THE RETURN OF THE REPRESSED
There is one other item, or rather the absence of one other item, in the Budget proposal that is significant. In its Budget Summary (pg. 29) UCOP notes a series of accountability measures required by the State. Interestingly, I could find no mention in the documents (please let me know if I missed it) of another set of legal obligations that are important for the budget. Those are from section 84 that requires the University to provide much more detailed transparency about its administrative structure–especially concerning the Managers and Senior Professionals Group (MSP) and to rethink its proclaimed market comparisons for the Senior Management Group.
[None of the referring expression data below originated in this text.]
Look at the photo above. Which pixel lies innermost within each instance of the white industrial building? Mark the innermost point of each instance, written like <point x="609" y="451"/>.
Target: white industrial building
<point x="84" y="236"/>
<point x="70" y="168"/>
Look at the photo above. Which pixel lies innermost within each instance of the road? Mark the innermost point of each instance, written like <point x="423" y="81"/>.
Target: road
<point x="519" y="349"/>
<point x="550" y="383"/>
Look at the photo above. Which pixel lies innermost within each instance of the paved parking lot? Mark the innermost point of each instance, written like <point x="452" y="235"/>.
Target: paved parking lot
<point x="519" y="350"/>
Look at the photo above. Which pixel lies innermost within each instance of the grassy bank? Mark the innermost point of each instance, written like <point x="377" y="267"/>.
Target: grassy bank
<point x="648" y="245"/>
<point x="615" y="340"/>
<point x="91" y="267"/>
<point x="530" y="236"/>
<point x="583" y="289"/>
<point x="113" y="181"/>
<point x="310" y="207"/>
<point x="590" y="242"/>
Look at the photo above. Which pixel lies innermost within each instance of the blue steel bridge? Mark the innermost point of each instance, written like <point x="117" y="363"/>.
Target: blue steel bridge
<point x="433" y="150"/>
I mention this not because I want to demonize the people in either group but because it is difficult to see how a truly sustainable future can be created for the University that does not seriously rethink its administrative structure, starting with a better understanding of the relation between administration and the educational core.
If UC truly wishes to create a sustainable future for itself, it will need to create a more decentralized administrative structure, one more attuned to the actual teaching, learning, and research that goes on in the everyday life of the institution. That sort of transformation might have resulted from the UCOF process a few years ago–but it didn’t. It is clear that it will not emerge from UCOP. But it is needed more than ever.